I learned today that Greenland is the largest non-continental island in the world (Australia, which is a continent, is larger). Greenland stretches about 1600 miles North to South, most of it is above the Arctic Circle, and 79% of the island is covered by ice. The land is not green, but it does have grasses and small bushes. The grass is now brown, and going to seed. Legend has it, Eric the Red named the island Greenland in an attempt to entice settlers to colonize. Apparently, it was a successful advertising campaign. The Norse grazed animals, and were successful for a period of time. Then, they somewhat mysteriously vanished. Legends abound about their demise, but most believe it was due to an inability or unwillingness to adjust to a cooling period of earth. The Inuit arrived at about the same time as the Norse. Their entry to Greenland was from Canada, and they were more successful. Instead of grazing animals, they hunted and fished. It seems like a classic example of adjusting to the land, rather than forcing ill-advised technologies upon it.

Sunday, June 3, 2007

Kangerlussuaq, Greenland

We arrived to "Kanger" at approximately 6:00 pm local time (4:00 pm Atlanta time). Our transport was a C-130 piloted by the New York Air National Guard. The flight was long, and mercifully uneventful. Topographically, we traveled over New York, Quebec, Labrador, Labrador Sea and on to Greenland. Ecologically, we traversed broad-leaf forests (maples, etc.), taiga (conifers), tundra (grasses and sedges), ice and ocean. The tundra is awash in small ponds clearly visible from the air, and if one looks the striations and paths of ancient glaciers remain. In the Labrador Sea, ice bergs floated serenely by. Since we are above the Arctic circle, the sun will not set tonight, merely dip lower in the horizon. The temperature at Kanger is shirt sleeve and shorts weather. I am told tomorrow in Summit the weather will be dramatically different. The flight to Summit will be about two hours in duration.

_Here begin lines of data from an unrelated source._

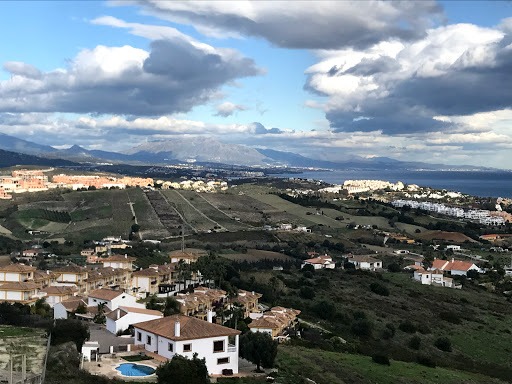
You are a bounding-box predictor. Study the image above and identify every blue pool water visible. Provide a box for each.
[116,363,155,376]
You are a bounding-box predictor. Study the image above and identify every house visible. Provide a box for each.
[249,307,300,339]
[169,251,201,264]
[87,288,141,311]
[0,281,39,305]
[229,289,263,318]
[39,285,78,308]
[429,258,482,276]
[53,296,87,319]
[106,306,164,335]
[174,287,226,320]
[347,255,382,271]
[0,264,36,284]
[413,268,454,288]
[53,264,87,293]
[132,263,177,295]
[100,255,136,271]
[133,315,240,375]
[300,255,336,269]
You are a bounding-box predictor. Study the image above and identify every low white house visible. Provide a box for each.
[134,315,240,375]
[300,255,336,269]
[347,255,382,271]
[87,288,141,310]
[414,269,453,288]
[106,306,164,335]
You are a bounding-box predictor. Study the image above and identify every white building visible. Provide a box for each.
[134,315,240,375]
[300,255,336,269]
[87,288,141,311]
[414,268,453,288]
[106,306,164,335]
[347,255,382,271]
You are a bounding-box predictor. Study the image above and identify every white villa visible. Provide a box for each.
[300,255,336,269]
[134,315,240,375]
[347,255,382,271]
[106,306,164,335]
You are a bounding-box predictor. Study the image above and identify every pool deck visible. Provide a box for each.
[83,352,161,383]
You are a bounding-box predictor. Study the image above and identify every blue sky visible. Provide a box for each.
[0,0,512,168]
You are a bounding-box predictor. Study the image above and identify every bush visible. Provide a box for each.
[398,320,417,333]
[299,287,315,300]
[416,355,436,368]
[408,336,421,350]
[350,319,373,337]
[372,355,391,365]
[370,283,389,296]
[434,337,452,352]
[439,312,462,324]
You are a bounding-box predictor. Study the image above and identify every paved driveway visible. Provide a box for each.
[89,324,134,353]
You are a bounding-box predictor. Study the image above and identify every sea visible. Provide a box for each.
[277,170,512,198]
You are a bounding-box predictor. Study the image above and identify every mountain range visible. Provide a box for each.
[0,133,496,170]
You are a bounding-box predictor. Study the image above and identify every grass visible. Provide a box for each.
[122,355,153,362]
[276,345,500,384]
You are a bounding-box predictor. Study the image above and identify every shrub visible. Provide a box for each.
[398,320,417,333]
[416,355,436,368]
[350,319,373,337]
[299,287,315,300]
[372,354,391,365]
[434,337,452,352]
[370,283,389,296]
[439,312,462,324]
[408,336,421,350]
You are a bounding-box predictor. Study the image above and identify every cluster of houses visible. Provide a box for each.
[391,200,512,225]
[157,180,228,192]
[0,168,153,199]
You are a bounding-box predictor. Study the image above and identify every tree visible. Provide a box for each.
[164,297,181,316]
[240,332,277,371]
[94,303,107,324]
[156,353,210,384]
[48,319,90,351]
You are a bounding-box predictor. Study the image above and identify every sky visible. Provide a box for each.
[0,0,512,169]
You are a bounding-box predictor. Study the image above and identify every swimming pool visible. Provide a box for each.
[116,363,155,377]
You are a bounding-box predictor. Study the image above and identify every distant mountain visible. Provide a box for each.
[0,133,56,155]
[124,137,272,166]
[0,149,79,168]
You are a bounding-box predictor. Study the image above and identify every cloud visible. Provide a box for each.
[305,23,512,135]
[215,101,247,117]
[126,0,442,49]
[249,122,285,135]
[0,36,264,116]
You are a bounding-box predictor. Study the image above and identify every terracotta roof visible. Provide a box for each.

Our portion of the team (three members) will rotate in and others will rotate out. Tent space is tight in Summit, and some have peen here for a month already. The team will study atmospheric chemistry in an ever building effort to fully understand the natural and anthropomorphic changes we are participating in . I am told I will be trained in the use of some of the equipment, and I am looking forward to it. Additionally, I will focus on this blog and through it introduce you to another portion of the world.

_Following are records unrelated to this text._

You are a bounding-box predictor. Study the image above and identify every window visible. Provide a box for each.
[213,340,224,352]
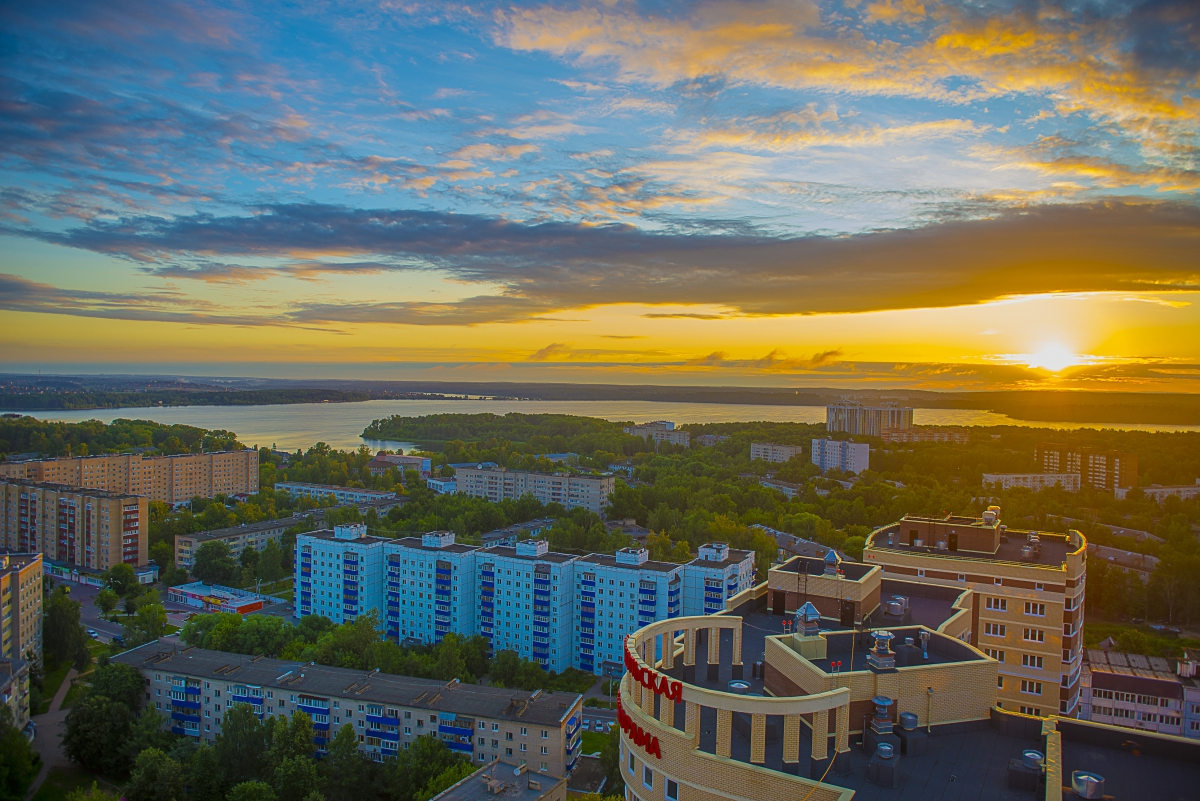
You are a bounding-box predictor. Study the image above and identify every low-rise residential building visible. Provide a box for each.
[0,552,42,666]
[175,517,299,571]
[623,420,691,447]
[113,642,583,776]
[0,478,150,571]
[293,523,391,624]
[812,439,871,474]
[983,472,1080,493]
[425,476,458,495]
[367,451,431,478]
[683,542,755,615]
[574,548,684,676]
[456,466,616,514]
[0,448,258,504]
[275,481,396,504]
[1079,648,1186,736]
[383,531,479,643]
[750,442,804,462]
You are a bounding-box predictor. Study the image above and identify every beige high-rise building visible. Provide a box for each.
[0,448,258,504]
[863,506,1087,717]
[0,478,150,571]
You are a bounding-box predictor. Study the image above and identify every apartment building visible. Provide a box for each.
[0,552,42,661]
[113,642,583,776]
[574,548,684,676]
[622,420,691,447]
[0,448,258,504]
[383,531,479,643]
[0,478,150,571]
[750,442,804,462]
[1079,648,1185,737]
[983,472,1079,493]
[293,523,391,624]
[275,481,396,504]
[812,439,871,474]
[683,542,755,616]
[826,403,912,436]
[455,466,616,514]
[175,517,299,571]
[863,506,1087,717]
[475,540,578,671]
[1033,442,1138,492]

Pictures will follow of this trip. If you want to see the Antarctica diary, the website is

Friday, June 1, 2007

Atlanta, GA

Today, I completed preparations for my trip to Greenland that begins tomorrow, Saturday; June 2, 2007. I feel very lucky to be participating in this study. Dr. Greg Huey of GA Tech will be the Principal Investigator (PI). My role will be to support the scientists conducting the study, and to communicate with the public.